Energy and manufacturing
Energy and manufacturing websites were tested during Q2 and Q3. Attacks detected during this period mostly aimed to execute commands on the web application server and, in some cases, to obtain information needed to continue an attack, including SQL Injection, Remote Code Execution and OS Commanding, and Server-Side Template Injection. The goal of these attacks was to obtain access to corporate IT networks and, ultimately, industrial networks containing ICS/SCADA components. Process disruption may lead to accidents and damage to expensive equipment, causing large costs in the form of repairs and lost profits, or even environmental disaster and loss of life.
For IT web applications, SQL Injection attacks dominated in all four quarters of 2017, followed by Cross-Site Scripting, Local File Inclusion, Path Traversal, and Remote Code Execution and OS Commanding. In our assessment, IT web applications are increasingly targeted in attempts to compromise trusted sources as a way to spread malware. For instance, June 2017 saw a cyberattack involving NotPetya encryptionware. The epicenter of the outbreak was a developer of accounting software. In the fall, malicious code was also detected in the installer for CCleaner hosted on the utility's official website. Using the website of a well-known IT company (such as a network equipment, software, or service provider) as a command-and-control server or malware distribution source is advantageous for attackers, because connections to the IP addresses of such companies tend to not raise suspicions among administrators and security. In addition, attackers can obtain information necessary for attacks on the company's customers. Data leakage from Amazon Web Services is one example of such an attack.

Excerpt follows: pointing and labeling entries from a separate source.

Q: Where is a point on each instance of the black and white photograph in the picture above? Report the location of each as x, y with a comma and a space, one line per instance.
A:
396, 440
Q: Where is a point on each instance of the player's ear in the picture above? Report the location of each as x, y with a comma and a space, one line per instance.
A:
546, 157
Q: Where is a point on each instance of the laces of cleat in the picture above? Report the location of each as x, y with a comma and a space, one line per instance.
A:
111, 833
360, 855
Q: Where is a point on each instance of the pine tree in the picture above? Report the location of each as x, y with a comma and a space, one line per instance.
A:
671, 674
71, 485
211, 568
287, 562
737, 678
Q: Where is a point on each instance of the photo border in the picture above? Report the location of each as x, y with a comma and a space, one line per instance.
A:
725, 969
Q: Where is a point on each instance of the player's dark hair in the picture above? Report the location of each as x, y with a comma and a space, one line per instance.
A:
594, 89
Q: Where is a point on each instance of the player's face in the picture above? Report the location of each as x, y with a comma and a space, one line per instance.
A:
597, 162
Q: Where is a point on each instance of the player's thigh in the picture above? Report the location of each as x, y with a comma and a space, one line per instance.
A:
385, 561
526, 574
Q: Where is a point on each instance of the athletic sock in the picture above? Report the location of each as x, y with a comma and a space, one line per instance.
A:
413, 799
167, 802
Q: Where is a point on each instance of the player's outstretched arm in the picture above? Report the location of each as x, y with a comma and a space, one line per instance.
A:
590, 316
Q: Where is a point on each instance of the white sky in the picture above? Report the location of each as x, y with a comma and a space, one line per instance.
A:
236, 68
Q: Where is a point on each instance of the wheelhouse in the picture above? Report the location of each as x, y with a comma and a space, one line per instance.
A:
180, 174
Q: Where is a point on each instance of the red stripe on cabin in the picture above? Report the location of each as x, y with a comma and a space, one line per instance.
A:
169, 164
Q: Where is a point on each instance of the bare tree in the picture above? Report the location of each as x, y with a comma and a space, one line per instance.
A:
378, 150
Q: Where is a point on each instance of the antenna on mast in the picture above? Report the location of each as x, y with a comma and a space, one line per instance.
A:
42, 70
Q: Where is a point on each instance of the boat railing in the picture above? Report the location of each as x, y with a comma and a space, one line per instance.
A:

In Q4, attacks exploiting the Optionsbleed vulnerability (CVE-2017-9798) took their place among the top five attacks. Notably, the first attempts to exploit the vulnerability (in Q3) were recorded only three hours after detailed information about the vulnerability was published. This short head start gave defenders no opportunity to take countermeasures.
As we saw in 2017, attacks against web applications had diverse motivations: theft of funds, financial gain via ransom, penetration of internal infrastructure, political goals, espionage, and more. Any web application, even if it is not itself a target, may be of interest to attackers. Web applications not properly secured by their owners tend to be easy pickings for hackers and can be used in a mass or targeted cyberattack.

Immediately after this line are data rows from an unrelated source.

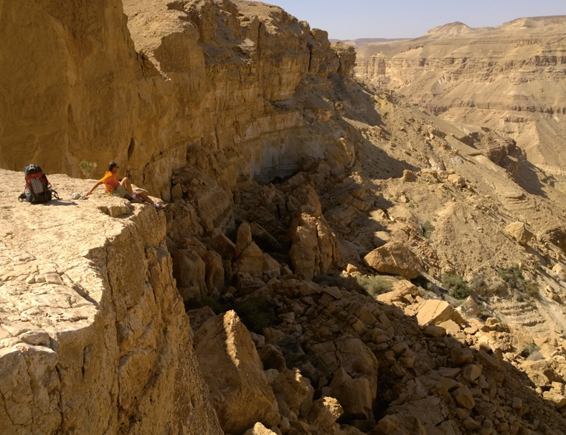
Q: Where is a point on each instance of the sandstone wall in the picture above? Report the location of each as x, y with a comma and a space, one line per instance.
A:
511, 78
96, 85
93, 333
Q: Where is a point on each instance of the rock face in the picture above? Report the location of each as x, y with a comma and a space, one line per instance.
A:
519, 232
92, 328
394, 258
232, 368
171, 78
508, 78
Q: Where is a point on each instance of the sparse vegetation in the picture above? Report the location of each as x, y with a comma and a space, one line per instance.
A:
87, 168
207, 301
531, 352
428, 228
457, 286
374, 285
513, 276
256, 312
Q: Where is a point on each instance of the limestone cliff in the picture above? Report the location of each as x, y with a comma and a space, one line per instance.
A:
93, 333
510, 78
224, 75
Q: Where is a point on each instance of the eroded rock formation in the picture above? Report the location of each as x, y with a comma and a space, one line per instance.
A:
509, 78
93, 333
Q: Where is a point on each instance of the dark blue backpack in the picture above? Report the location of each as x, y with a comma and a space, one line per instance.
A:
38, 190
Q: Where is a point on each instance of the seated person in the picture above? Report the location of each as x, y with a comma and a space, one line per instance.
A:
121, 188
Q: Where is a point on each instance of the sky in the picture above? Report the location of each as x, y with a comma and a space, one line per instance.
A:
410, 18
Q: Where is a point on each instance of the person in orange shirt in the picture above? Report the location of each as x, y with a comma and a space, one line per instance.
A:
122, 188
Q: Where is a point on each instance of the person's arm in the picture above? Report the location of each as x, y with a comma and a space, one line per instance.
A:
98, 183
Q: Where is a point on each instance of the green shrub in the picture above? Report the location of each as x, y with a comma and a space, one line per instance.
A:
256, 312
457, 287
428, 228
374, 285
513, 276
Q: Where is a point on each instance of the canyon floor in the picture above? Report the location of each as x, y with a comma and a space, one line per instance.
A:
339, 255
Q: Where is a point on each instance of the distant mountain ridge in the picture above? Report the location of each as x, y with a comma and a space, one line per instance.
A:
510, 78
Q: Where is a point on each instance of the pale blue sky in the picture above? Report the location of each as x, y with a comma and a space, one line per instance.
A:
410, 18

Detecting vulnerabilities as part of comprehensive web application protection requires security assessment, including source code audits, at every stage of development and in production. Software components of web applications should also be updated on a regular basis. But even these protection measures may not be enough: attackers keep a close eye on new vulnerabilities as they are published, rushing to try them out before defenders can react. According to our research, the time between a vulnerability being published and attempts to exploit it in 2017 was as little as three hours. Software developers might have no chance to remediate the vulnerability and release patches before attacks start. Therefore, effective measures against attackers should include additional preventive security tools, such as a web application firewall (WAF), to detect and prevent attacks against web applications without delay. A WAF can do more than protect from known attacks at the level of applications and business logic: it also detects attempts to exploit zero-day vulnerabilities, prevents attacks against users, and analyzes and correlates events in order to build attack chains. Performing these tasks requires advanced implementations of normalization, heuristics, machine learning, and behavioral analysis. Another useful function is interaction with external security information and event management (SIEM) systems and notification to network-level DDoS protection tools. In concert, these steps enable stopping attackers in due time.